How does TAHA compare to MELO or DaHonu Life?

On origin, TAHA beats both — it names noble Tongan kava, where DaHonu Life offers only a vague "South Pacific." On potency disclosure it sits in the middle: TAHA prints a bold kava-root weight (800 mg) but no kavalactone count, while MELO prints an actual 100 mg of kavalactones, which is the figure that supports a true head-to-head. On recipe, TAHA is genuinely sugar-free without the artificial sweeteners DaHonu Life uses. If you want a verifiable per-milligram comparison, MELO leads; if you want the biggest stated pour and a real kava-bar origin, TAHA is the more interesting can.

Is TAHA safe to drink?

Kava has been consumed socially across the Pacific for centuries, and TAHA is an alcohol-free, sugar-free kava seltzer for adults made from noble cultivars. For most adults that's a mild, mellow experience. But we're reviewers, not doctors: kava can cause drowsiness, so don't drive after a can; don't mix it with alcohol; skip it during pregnancy or nursing; and if you take medications or have liver concerns, talk with your doctor first. The 800 mg pour is generous, so go slow your first time. This is general caution, not medical advice.
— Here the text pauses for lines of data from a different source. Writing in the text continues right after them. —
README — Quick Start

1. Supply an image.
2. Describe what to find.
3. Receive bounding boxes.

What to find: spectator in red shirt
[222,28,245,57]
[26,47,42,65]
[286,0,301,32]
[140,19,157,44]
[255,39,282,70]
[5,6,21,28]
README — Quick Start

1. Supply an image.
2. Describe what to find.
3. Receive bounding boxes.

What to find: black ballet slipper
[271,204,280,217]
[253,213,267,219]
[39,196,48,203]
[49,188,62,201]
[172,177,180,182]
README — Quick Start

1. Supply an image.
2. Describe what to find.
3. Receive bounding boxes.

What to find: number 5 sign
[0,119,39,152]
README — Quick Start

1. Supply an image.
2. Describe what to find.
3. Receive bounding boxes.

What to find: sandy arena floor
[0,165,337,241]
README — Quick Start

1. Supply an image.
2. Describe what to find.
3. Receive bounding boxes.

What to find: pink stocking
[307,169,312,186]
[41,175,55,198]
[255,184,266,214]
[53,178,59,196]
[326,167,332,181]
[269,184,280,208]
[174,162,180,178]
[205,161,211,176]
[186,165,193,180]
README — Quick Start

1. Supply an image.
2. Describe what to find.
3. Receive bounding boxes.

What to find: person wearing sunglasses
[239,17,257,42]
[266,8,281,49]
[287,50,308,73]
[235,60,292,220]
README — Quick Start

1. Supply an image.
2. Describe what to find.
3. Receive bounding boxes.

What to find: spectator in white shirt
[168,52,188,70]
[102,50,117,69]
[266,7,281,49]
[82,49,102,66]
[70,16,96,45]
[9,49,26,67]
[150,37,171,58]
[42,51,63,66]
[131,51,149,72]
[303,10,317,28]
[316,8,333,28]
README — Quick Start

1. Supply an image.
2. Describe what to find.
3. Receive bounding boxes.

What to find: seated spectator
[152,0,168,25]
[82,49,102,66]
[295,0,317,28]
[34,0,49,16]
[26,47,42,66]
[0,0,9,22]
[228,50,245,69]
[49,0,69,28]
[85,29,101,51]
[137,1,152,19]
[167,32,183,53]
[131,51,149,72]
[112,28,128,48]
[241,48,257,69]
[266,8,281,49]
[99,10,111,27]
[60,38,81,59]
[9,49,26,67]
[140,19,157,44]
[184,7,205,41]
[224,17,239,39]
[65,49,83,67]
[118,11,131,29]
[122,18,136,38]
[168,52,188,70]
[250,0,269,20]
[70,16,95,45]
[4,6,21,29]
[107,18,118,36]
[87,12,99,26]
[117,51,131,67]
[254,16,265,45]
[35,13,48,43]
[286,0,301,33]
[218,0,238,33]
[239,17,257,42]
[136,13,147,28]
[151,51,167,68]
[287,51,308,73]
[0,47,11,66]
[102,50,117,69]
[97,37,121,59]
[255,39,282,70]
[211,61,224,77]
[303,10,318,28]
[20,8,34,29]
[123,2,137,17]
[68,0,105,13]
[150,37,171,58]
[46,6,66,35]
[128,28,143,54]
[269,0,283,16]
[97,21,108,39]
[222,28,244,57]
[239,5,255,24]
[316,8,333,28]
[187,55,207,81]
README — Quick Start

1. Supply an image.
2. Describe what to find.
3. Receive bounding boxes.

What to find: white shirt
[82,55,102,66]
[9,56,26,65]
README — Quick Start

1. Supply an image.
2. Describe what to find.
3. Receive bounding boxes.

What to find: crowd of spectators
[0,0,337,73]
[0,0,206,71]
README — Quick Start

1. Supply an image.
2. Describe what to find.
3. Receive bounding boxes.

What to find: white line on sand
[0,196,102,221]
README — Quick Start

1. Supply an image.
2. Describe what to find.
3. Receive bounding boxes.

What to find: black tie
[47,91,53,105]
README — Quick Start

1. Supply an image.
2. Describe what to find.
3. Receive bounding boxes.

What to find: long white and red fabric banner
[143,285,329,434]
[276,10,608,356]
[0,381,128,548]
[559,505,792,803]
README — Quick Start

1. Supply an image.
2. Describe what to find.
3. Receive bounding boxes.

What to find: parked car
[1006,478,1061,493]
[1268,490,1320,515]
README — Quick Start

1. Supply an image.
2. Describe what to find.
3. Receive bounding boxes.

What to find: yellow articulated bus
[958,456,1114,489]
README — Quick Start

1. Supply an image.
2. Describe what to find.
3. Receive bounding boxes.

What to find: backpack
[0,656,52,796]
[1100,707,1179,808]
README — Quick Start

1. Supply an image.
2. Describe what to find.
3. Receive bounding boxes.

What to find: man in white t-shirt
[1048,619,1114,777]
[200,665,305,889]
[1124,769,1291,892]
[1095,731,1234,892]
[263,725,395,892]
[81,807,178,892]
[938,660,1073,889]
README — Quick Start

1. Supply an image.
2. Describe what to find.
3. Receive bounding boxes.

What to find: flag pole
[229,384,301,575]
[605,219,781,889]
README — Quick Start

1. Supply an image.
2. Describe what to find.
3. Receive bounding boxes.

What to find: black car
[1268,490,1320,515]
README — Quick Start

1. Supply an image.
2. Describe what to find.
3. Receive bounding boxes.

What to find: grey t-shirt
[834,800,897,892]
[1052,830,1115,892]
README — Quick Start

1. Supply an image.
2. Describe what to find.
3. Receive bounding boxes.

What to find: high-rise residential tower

Is this review sponsored by TAHA?

No. Kava Review has no affiliate relationship with TAHA at publication — we earn no commission if you buy, and the company did not review or approve this article. We verified every fact against TAHA's own materials, the Farm Link Hawaiʻi producer page, retail and press coverage, and the brand's social posts in June 2026, and our verdict reflects the Kava Review transparency standard, not a paid placement.